RFC-WF-0008
Recovery & Compensation Protocol (RCP)
Status: Draft Standard
Version: 1.0.0
Date: 20 Nov 2025
Category: Standards Track
Author: FullAgenticStack Initiative
Dependencies: RFC-WF-0001 (WFCS), RFC-WF-0003 (CCP), RFC-WF-0004 (ACSM), RFC-WF-0005 (CRCD), RFC-WF-0006 (EAS), RFC-WF-0007 (OoC)
License: Open Specification (Public, Royalty-Free)
Abstract
This document specifies the Recovery & Compensation Protocol (RCP) for WhatsApp-first systems. RCP defines normative requirements for retry, rollback, cancelation, reprocessing, and compensation of conversational commands—fully operable via WhatsApp—while ensuring safety, authorization, evidence emission, and deterministic state convergence. RCP standardizes recovery commands, compensation plans, and evidence-backed recovery workflows so that “incident handling” does not require dashboards or DevOps intervention for routine failure classes.
Index Terms— recovery, compensation, rollback, retry, sagas, event-driven systems, idempotency, operational resilience, WhatsApp-first.
I. Introduction
In real systems, failures are not rare; they are Tuesday. WhatsApp-first compliance requires that recovery actions (retry, rollback, cancel, reprocess, reset where applicable) be available through WhatsApp without mandatory reliance on web consoles or manual operator tooling (WFCS recovery autonomy). RCP formalizes a protocol to model and execute recovery safely and consistently.
RCP builds on:
- CCP for canonical command envelopes and confirmations
- ACSM for admin/security controls and step-up policies
- CRCD for declaring recovery capabilities and binding policies
- EAS for evidence artifacts across recovery lifecycle
- OoC for discovering failures and drilling into cause/evidence
II. Scope
RCP specifies:
- Recovery action taxonomy and safety classes
- Recovery command set and conversational flows
- Compensation plan declaration requirements
- Idempotency and replay constraints for recovery operations
- Evidence emission requirements for recovery and compensation
- Authorization and step-up requirements for high-impact recovery
- Convergence rules and terminal states (what “done” means)

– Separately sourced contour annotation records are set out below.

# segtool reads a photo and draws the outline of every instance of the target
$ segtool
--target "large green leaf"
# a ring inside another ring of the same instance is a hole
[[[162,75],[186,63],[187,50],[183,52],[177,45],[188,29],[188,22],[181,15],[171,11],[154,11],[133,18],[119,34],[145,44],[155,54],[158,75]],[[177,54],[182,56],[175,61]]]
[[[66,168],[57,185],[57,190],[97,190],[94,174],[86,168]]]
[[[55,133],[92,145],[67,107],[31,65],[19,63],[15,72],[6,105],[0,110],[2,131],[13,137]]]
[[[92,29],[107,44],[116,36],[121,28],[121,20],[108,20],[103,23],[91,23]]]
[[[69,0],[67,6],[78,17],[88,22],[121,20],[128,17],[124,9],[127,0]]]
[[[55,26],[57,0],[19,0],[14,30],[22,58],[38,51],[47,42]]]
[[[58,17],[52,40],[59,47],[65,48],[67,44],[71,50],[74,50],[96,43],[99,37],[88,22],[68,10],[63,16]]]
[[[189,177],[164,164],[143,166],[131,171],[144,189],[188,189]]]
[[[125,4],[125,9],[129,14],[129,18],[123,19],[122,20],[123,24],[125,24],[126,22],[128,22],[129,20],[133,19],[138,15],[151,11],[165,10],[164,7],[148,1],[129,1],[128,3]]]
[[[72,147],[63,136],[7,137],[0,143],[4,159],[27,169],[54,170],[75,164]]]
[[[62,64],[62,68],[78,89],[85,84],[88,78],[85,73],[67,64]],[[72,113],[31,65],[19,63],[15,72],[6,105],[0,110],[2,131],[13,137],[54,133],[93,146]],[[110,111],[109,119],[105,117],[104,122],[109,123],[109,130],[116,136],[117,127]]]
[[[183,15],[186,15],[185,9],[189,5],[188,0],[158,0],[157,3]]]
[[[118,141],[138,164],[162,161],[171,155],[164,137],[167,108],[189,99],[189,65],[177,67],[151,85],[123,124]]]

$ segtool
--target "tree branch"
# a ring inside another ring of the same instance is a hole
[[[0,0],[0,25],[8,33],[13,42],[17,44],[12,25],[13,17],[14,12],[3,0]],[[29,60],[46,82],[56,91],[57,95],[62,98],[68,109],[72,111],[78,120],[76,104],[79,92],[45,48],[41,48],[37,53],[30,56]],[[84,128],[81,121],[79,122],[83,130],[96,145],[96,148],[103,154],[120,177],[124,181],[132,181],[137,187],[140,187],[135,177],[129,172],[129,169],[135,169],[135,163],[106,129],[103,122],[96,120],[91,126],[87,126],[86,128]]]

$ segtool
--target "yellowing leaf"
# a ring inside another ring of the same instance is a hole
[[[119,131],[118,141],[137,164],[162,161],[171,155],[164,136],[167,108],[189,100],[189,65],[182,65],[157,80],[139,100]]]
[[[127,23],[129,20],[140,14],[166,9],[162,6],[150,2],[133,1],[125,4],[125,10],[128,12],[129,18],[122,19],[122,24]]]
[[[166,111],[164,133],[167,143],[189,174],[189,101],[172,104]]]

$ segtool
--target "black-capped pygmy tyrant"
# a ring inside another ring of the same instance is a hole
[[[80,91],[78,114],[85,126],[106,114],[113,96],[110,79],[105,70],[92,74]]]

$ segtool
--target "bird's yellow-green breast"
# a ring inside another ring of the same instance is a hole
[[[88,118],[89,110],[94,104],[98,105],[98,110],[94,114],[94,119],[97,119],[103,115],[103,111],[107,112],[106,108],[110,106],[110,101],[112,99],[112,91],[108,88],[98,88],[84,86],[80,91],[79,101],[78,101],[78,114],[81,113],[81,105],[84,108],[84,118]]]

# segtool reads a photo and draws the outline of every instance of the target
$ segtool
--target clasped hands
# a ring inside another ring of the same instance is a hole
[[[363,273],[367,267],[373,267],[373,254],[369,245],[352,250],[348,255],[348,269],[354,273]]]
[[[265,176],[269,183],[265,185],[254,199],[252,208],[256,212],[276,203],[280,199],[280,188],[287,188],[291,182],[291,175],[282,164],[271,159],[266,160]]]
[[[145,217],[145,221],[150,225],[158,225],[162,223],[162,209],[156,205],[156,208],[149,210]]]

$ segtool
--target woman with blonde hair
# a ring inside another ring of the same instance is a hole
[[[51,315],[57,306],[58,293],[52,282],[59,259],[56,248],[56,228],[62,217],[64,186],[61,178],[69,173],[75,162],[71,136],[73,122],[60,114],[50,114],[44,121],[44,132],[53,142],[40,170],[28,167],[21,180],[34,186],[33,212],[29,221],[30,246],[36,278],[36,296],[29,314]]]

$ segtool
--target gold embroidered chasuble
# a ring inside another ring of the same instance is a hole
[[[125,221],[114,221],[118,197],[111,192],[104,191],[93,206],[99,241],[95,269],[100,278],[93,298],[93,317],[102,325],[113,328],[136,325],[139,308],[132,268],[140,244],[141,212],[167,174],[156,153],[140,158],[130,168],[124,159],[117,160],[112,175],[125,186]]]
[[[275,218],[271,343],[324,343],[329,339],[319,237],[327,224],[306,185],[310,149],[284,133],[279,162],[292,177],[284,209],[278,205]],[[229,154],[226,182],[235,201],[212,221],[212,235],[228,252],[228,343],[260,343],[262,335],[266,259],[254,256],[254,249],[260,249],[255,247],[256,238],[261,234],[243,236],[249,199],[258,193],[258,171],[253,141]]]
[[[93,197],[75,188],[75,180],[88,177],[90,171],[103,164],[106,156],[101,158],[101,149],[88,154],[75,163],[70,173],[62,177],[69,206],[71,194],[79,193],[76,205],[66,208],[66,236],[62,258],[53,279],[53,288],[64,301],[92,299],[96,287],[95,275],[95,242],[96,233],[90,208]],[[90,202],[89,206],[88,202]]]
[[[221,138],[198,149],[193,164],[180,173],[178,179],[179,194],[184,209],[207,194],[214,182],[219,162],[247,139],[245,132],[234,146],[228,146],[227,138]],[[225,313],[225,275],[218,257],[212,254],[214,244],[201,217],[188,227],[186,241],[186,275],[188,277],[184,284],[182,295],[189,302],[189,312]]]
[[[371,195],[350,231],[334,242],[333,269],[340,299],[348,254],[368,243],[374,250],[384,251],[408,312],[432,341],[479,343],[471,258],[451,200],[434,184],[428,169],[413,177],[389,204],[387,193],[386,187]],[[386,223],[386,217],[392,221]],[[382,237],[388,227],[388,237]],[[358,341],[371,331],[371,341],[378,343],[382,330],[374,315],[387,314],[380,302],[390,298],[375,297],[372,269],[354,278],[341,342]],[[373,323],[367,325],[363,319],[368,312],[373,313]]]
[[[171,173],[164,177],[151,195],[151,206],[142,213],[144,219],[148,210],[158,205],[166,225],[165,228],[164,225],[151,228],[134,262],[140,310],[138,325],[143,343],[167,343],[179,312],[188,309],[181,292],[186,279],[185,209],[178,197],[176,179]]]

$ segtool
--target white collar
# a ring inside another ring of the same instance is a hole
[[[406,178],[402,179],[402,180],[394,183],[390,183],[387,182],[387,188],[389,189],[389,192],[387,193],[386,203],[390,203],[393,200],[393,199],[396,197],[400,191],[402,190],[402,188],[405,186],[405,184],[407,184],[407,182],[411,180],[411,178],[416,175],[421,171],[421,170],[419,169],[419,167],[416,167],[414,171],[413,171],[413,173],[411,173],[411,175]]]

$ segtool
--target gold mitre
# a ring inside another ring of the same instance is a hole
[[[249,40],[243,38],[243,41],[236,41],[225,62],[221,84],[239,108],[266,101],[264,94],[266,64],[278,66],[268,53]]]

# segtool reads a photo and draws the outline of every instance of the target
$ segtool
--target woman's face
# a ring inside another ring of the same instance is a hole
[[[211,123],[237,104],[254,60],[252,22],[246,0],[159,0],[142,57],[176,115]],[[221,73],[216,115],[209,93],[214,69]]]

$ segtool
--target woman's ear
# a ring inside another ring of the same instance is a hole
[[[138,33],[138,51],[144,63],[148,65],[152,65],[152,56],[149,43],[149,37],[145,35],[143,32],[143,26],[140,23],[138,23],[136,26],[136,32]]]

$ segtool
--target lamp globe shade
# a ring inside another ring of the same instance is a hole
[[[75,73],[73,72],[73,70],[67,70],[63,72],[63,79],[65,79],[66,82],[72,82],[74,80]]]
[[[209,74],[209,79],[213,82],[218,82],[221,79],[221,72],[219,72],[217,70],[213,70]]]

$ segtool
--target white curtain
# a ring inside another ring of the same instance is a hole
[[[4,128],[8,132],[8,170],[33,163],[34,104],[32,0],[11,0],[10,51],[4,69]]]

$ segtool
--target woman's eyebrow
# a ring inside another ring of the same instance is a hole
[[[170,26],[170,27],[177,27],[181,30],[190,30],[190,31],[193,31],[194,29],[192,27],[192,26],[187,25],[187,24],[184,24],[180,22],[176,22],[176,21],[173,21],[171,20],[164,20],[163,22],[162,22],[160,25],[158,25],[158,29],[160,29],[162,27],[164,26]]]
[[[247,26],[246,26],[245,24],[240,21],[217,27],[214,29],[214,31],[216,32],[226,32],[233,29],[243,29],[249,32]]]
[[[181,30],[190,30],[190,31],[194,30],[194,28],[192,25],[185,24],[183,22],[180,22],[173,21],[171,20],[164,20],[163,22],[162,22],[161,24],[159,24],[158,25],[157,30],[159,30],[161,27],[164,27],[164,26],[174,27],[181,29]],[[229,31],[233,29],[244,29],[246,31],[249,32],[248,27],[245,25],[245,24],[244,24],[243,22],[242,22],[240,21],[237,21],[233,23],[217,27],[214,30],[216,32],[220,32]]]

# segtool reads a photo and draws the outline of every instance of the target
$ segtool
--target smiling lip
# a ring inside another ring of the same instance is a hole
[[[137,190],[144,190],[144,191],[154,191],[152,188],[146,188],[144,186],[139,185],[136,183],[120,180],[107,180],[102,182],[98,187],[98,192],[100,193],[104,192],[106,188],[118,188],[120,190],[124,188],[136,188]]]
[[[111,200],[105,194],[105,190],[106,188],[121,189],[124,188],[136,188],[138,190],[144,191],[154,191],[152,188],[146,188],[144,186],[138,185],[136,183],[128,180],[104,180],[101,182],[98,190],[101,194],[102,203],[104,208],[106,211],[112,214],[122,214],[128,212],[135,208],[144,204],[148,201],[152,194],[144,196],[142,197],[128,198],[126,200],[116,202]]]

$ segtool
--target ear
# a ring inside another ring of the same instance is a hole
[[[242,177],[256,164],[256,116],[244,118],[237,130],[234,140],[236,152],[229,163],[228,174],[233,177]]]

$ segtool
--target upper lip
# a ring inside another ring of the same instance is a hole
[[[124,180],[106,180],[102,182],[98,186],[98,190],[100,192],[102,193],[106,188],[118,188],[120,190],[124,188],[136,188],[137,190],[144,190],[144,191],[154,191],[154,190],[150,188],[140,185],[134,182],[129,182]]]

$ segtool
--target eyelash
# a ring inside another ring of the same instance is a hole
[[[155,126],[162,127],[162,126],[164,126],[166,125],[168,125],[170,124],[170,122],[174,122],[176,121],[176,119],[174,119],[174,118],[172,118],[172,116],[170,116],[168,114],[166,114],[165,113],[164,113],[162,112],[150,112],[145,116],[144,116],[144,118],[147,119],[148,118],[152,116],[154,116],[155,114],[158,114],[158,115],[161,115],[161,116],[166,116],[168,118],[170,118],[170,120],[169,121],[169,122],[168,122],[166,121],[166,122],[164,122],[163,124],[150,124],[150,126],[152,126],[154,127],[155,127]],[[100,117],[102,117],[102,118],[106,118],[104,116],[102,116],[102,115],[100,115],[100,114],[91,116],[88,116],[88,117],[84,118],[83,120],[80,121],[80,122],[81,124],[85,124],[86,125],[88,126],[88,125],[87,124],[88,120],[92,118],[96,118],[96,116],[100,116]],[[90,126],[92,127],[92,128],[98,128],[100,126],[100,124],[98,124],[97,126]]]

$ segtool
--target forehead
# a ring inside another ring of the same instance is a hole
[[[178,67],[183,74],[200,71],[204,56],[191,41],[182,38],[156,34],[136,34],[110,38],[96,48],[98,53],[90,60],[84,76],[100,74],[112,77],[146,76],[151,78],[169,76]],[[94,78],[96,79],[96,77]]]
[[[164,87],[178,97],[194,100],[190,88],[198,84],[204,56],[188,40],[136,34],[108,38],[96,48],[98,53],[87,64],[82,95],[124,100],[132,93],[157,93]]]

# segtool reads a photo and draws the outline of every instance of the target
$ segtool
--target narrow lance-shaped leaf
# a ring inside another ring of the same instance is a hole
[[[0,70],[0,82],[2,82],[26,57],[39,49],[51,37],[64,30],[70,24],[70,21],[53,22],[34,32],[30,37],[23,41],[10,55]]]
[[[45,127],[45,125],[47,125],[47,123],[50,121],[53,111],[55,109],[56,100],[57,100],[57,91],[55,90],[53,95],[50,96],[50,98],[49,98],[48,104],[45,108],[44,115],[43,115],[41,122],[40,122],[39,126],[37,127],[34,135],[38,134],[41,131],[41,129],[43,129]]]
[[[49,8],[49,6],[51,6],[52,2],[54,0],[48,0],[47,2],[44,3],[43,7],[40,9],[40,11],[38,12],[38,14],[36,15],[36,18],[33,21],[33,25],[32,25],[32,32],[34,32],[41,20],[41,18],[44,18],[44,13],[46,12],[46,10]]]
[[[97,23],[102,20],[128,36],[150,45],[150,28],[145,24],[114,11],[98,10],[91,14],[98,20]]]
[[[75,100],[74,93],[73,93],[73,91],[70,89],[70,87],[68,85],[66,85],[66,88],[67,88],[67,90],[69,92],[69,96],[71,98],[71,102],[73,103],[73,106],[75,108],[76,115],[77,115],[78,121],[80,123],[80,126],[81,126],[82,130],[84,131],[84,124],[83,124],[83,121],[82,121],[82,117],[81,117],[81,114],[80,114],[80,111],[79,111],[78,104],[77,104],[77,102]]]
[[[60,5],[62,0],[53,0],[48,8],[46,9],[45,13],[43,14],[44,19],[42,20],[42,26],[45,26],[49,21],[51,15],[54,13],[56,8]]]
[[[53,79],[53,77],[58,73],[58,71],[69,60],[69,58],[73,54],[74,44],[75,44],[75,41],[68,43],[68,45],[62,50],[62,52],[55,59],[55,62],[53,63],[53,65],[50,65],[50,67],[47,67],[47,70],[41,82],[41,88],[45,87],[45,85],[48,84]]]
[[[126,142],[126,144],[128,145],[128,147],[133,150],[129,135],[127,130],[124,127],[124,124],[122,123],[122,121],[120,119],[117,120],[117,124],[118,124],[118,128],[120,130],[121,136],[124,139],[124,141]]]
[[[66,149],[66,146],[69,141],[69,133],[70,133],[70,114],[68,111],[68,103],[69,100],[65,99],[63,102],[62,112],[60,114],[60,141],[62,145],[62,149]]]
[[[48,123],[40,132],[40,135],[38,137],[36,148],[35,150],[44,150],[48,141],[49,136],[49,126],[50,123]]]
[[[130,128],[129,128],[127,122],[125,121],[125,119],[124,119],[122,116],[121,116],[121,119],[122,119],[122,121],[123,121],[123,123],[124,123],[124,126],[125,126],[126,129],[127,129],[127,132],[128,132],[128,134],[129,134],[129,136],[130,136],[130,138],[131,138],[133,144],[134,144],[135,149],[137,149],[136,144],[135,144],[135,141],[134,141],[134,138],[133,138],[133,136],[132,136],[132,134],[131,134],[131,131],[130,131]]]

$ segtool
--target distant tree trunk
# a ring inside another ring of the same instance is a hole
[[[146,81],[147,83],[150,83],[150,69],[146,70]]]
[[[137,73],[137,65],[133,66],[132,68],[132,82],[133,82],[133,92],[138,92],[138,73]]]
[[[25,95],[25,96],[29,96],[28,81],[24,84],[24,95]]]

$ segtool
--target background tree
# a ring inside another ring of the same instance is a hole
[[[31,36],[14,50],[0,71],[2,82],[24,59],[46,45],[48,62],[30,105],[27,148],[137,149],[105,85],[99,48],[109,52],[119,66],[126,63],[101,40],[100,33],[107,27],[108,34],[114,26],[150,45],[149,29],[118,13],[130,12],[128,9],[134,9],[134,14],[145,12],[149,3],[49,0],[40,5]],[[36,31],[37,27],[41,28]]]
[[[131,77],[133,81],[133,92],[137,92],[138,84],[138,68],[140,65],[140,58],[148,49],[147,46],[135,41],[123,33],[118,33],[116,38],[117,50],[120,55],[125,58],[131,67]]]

RCP does not mandate a specific workflow engine (Temporal, queues, etc.). It defines protocol semantics for WhatsApp-first operability.
III. Normative Language
MUST, MUST NOT, SHOULD, SHOULD NOT, MAY are normative.
IV. Definitions
Recovery Action: An operation that aims to restore a workflow or system state after failure or partial execution.
Compensation: A corrective action that semantically “undoes” or counterbalances a prior effect when true rollback is not possible.
Saga: A multi-step workflow where each step has a compensating action.
Reprocess: Re-running a workflow from a defined checkpoint (not always from scratch).
Convergence: The property that repeated recovery attempts lead to a stable terminal state without divergence.
V. Design Goals
RCP MUST ensure:
- G1. WhatsApp Operability: Recovery is executable via conversation (no mandatory dashboard).
- G2. Safety: Recovery actions use confirmation and step-up policies consistent with risk.
- G3. Determinism: Recovery actions are idempotent and replay-safe.
- G4. Evidence: Every recovery action emits standardized evidence artifacts (EAS).
- G5. Convergence: System reaches a stable terminal state, even under retries.
- G6. Discoverability: Recovery options are discoverable via OoC and CRCD.
VI. Recovery Action Taxonomy
An RCP implementation MUST support, at minimum, the following action classes when applicable:
A. Retry
Re-attempt the same command execution using the same command_id or a derived recovery command referencing it.
B. Cancel
Stop further processing of an in-flight workflow (best-effort) and prevent new side effects.
C. Rollback (When Possible)
Revert state mutations when the system can safely restore a prior state snapshot or transactional boundary.
D. Compensate
Execute compensating actions for effects already applied (e.g., refund payment, restock inventory, revoke access).
E. Reprocess
Resume or re-run from a checkpoint, optionally with corrected inputs or policies.
F. Reset (Admin-Controlled)
Reset a subsystem or workflow state machine. This is high-impact and MUST be strongly guarded.
Applicability constraint: The system MUST NOT claim support for a recovery action if its semantics cannot be safely implemented for that workflow.
VII. Recovery Commands (Conversational Interface)
Recovery commands MUST be CCP-compliant (canonical envelopes, confirmation rules) and SHOULD be declared in CRCD.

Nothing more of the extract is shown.